Every time Manu Ginobili lines up against the Utah Jazz, he expects a fight.
”It is never easy. They were coming from five losses in a row but they are tough players and competitors. They are rough, and they attack us and attack the rim. So we are happy we could overcome that and end up with a win,” the Spurs guard said, as he rubbed a red spot on his arm.
Ginobili scored 26 points, Tony Parker added 23, and San Antonio built an early lead and withstood a flurry of counterpunches late in the game to beat the Jazz 112-105 Wednesday night for its 10th win in 11 games.
Richard Jefferson scored 14 points, while Tim Duncan and Gary Neal each had 13 as the Spurs improved to a franchise-best, 39-7 record after 46 games. Only five teams in NBA history have had better records than the Spurs at this point in the season.
Jefferson made a 3-pointer on an assist from Parker to expand the Spurs’ lead to 86-67 late in the third quarter. Most of the Jazz starters left the court, but the Utah reserves sparked an improbable rally over the next five minutes. Seldom-used Jeremy Evans had three high-flying dunks and a free throw during a 17-4 run to bring the Jazz within 90-84 with 9:29 to play.
”Our guys played much harder than they have been. They put themselves in a position to have a chance to win. But again, you have to have a great finish,” Utah coach Jerry Sloan said.
As the crowd roared, Deron Williams scored 17 of his season-high 39 points in the fourth quarter, but Utah lost its sixth straight. Al Jefferson had 22 points and CJ Miles added 13 for the Jazz, who swept the Spurs in 2009-10 but have lost both meetings this season.
The Jazz have recorded 12 comeback victories this season, overcoming deficits of more than 15 points seven times, but the Spurs made just enough clutch plays down the stretch to quell this rally.
”We knew they were going to play with a lot of energy and give us their best shot,” Parker said.
In the end, the best shot from the Jazz just wasn’t good enough.
Ginobili took a lob pass from Tim Duncan and scored to make it 107-97 with 2:00 to play. Williams cut the lead to 109-105 on a driving layup. But he missed two long 3-point attempts in the final 15 seconds.
”These games always have a lot of contact, but we were strong enough to play through it and make some plays when we really needed them,” Ginobili said.
Utah is mired in its worst stretch of the season, and the average loss has been by 15 points. The Jazz reached the bottom against the Los Angeles Lakers on Tuesday, when they trailed by as many as 38 before falling 120-91.
It had become so bad for the Jazz, that the last time they had outscored an opponent in any one quarter was against New Jersey – four games ago. The Jazz finally broke the string by posting a 27-24 margin against the Spurs in the fourth quarter.
”We played better. We played harder. But, still, a loss tastes sour,” Williams said.

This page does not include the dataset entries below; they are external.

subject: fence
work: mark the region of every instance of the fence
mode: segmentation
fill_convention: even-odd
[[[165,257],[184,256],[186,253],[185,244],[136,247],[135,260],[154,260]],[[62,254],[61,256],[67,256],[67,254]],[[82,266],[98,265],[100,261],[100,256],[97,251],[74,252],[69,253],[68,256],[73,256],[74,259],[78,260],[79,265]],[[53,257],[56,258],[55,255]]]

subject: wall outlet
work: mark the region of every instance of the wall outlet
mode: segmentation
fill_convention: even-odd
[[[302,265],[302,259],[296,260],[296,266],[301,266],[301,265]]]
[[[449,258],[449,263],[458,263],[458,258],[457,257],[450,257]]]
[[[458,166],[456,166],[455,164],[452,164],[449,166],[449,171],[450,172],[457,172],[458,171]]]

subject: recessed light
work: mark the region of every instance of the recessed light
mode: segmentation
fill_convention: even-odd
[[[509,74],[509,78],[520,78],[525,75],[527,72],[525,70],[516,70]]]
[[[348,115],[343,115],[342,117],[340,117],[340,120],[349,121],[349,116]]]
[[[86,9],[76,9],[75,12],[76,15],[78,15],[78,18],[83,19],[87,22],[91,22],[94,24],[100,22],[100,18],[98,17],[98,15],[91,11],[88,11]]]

The Spurs scored the first seven points of the game and ran the Jazz ragged off screens. Parker and Ginobili continually got into the lane for floaters or easy set-ups for the Spurs’ perimeter shooters. The Spurs shot 51 percent and limited the Jazz to just one second-chance basket.
”We are better offensively this season than we were in our championship seasons. But we need to raise the defensive level to what we had then, and we will be very, very good,” Ginobili said after the Spurs allowed the Jazz to connect on 55 percent of their shots.
Playing with a sprained wrist, Williams often bulled his way to the basket in a determined effort to break the Utah skid. He had nine assists and made 16-of-19 shots from inside the arc but missed all five of his 3-point attempts.
”AK (Andrei Kirilenko) got a steal and I was going for it. I tried to move George Hill out of the way with one hand and I felt something pop,” Williams said.
The game was extraordinarily physical at times for a regular-season game. Twice in the first half, the action stopped for Raja Bell and Paul Millsap to stop the bleeding on cuts to their thumbs. Williams also went to the locker room between quarters to get his hyperextended wrist taped.
”Both teams played very physically. Always do,” San Antonio coach Gregg Popovich said. ”It was a scrappy game from beginning to end. We just hung in there and luckily we had enough of a lead to win.”
Notes: The Lakers and the Spurs, Utah’s last two opponents, are the only teams that have winning regular-season records against the Jazz all-time. Ginobili and Bell were whistled for a double-technical in the fourth quarter. … After two games in a reserve role, Kirilenko scored 10 points in his return to the starting lineup, while the Spurs tipped off with the same five that have been there every contest this season.